Published by New York State Law Reporting Bureau pursuant to Judiciary Law § 431.
This opinion is uncorrected and subject to revision before publication in the Official Reports.
Mazzarelli, J.P., Moskowitz, DeGrasse, Feinman, Clark, JJ.
Order, Supreme Court, Bronx County (Julia I. Rodriguez, J.), entered March 5, 2012, which denied plaintiff's motion for a default judgment against defendants, and granted defendant RY Management, Inc.'s cross motion to dismiss the complaint on the ground of lack of service, unanimously affirmed, without costs.
The court properly dismissed the action, as plaintiff failed to offer any proof of service of process (see Security Pac. Natl. Trust (N.Y.) v Chunassamy, 289 AD2d 151 [1st Dept 2001]).

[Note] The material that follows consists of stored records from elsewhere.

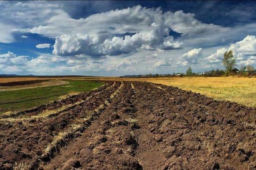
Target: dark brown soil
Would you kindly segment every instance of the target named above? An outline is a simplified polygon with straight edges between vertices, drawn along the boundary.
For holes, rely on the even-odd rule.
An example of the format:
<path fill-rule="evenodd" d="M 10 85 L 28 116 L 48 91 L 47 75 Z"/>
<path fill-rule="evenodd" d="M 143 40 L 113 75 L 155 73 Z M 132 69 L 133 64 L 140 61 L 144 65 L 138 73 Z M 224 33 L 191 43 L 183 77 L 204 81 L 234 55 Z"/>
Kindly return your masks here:
<path fill-rule="evenodd" d="M 0 83 L 0 86 L 15 86 L 16 85 L 24 85 L 38 84 L 49 81 L 49 80 L 36 80 L 28 81 L 14 81 L 13 82 Z"/>
<path fill-rule="evenodd" d="M 109 82 L 2 117 L 0 170 L 254 170 L 256 114 L 178 88 Z"/>

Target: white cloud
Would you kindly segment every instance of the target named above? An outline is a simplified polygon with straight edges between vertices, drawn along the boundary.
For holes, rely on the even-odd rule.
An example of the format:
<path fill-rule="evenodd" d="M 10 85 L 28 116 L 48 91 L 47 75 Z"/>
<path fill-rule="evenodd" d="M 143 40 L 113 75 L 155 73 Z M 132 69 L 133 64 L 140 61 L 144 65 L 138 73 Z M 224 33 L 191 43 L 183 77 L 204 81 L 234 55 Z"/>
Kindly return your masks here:
<path fill-rule="evenodd" d="M 204 60 L 207 63 L 215 64 L 220 63 L 222 61 L 223 55 L 227 51 L 227 49 L 223 48 L 217 50 L 217 52 L 207 57 L 204 59 Z"/>
<path fill-rule="evenodd" d="M 100 57 L 129 54 L 140 48 L 149 50 L 180 48 L 181 43 L 174 42 L 171 36 L 164 38 L 164 35 L 159 30 L 112 39 L 106 39 L 109 36 L 105 34 L 65 34 L 56 37 L 53 53 L 62 56 L 83 54 Z"/>
<path fill-rule="evenodd" d="M 36 46 L 36 47 L 38 48 L 50 48 L 50 44 L 37 44 Z"/>
<path fill-rule="evenodd" d="M 0 20 L 0 43 L 9 43 L 14 41 L 11 30 L 12 28 L 5 23 L 1 22 Z"/>
<path fill-rule="evenodd" d="M 256 63 L 256 37 L 248 35 L 242 41 L 232 44 L 228 48 L 222 48 L 204 59 L 208 63 L 220 63 L 223 55 L 227 50 L 232 50 L 234 57 L 239 64 L 252 64 Z"/>
<path fill-rule="evenodd" d="M 183 54 L 179 59 L 178 62 L 184 66 L 190 65 L 198 64 L 198 59 L 202 55 L 202 48 L 194 48 Z"/>
<path fill-rule="evenodd" d="M 25 65 L 28 62 L 26 56 L 17 56 L 8 51 L 6 54 L 0 55 L 0 64 L 12 66 L 14 65 Z"/>

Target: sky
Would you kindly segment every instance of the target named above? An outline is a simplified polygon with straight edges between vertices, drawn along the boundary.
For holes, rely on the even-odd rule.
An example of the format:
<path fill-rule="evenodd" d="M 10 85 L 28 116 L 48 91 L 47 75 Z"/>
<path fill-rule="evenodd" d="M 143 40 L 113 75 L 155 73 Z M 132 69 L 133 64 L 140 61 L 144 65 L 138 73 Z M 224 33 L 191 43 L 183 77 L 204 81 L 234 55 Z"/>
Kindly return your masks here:
<path fill-rule="evenodd" d="M 256 1 L 1 1 L 0 74 L 119 76 L 256 67 Z"/>

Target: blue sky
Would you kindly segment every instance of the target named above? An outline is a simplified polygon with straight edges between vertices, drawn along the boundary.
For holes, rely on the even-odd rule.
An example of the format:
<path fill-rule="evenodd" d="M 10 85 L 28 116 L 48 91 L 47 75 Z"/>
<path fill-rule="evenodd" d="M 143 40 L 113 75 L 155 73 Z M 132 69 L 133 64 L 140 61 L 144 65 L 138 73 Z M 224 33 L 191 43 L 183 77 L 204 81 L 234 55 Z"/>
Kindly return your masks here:
<path fill-rule="evenodd" d="M 256 66 L 256 2 L 0 1 L 0 74 L 120 76 Z"/>

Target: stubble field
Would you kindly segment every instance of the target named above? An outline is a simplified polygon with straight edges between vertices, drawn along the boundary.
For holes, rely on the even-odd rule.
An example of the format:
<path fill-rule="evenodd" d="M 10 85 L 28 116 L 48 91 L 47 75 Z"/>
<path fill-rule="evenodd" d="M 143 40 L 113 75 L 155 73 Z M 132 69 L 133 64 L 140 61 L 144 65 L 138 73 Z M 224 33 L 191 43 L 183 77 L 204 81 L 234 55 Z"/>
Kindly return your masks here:
<path fill-rule="evenodd" d="M 109 81 L 0 116 L 0 168 L 254 169 L 256 113 L 160 84 Z"/>

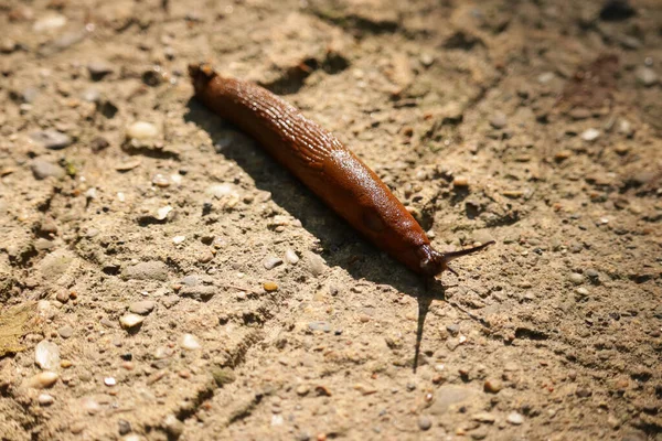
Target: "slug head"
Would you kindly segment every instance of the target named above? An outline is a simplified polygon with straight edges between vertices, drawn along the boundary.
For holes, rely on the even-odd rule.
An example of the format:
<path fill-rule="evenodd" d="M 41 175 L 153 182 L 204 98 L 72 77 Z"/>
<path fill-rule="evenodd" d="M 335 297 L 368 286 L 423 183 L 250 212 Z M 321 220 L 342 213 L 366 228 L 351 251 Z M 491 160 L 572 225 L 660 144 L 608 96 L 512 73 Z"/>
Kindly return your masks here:
<path fill-rule="evenodd" d="M 209 63 L 189 64 L 189 76 L 196 95 L 204 90 L 206 85 L 217 75 Z"/>
<path fill-rule="evenodd" d="M 425 276 L 435 277 L 441 272 L 448 270 L 453 275 L 458 275 L 452 268 L 448 266 L 448 262 L 457 259 L 458 257 L 471 255 L 473 252 L 481 251 L 494 244 L 494 240 L 487 241 L 478 247 L 461 249 L 459 251 L 439 252 L 433 249 L 429 245 L 424 245 L 419 248 L 420 254 L 420 272 Z"/>

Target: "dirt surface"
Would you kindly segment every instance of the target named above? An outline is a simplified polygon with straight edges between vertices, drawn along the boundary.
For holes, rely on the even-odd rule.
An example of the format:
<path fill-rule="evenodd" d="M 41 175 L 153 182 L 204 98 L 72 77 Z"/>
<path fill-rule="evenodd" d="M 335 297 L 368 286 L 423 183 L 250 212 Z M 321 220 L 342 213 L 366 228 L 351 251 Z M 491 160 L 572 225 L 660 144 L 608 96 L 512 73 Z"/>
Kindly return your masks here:
<path fill-rule="evenodd" d="M 0 439 L 662 439 L 660 1 L 6 0 L 0 29 Z M 438 249 L 496 245 L 426 290 L 191 98 L 200 61 Z"/>

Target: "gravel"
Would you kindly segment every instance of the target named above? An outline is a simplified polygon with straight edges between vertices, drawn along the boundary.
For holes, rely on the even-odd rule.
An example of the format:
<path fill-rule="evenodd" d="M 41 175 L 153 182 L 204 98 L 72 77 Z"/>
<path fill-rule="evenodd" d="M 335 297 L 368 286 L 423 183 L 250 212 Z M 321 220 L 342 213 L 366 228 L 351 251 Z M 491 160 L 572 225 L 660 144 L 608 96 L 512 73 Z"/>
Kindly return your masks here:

Nor has plaintiff shown any reason why the stipulation of discontinuance with prejudice entered into with defendant New York City Housing Authority should not be enforced (see Hallock v State of New York, 64 NY2d 224, 230 ; Lukaszuk v Lukaszuk, 304 AD2d 625, 625 [2d Dept 2003]).
THIS CONSTITUTES THE DECISION AND ORDER OF THE SUPREME COURT, APPELLATE DIVISION, FIRST DEPARTMENT.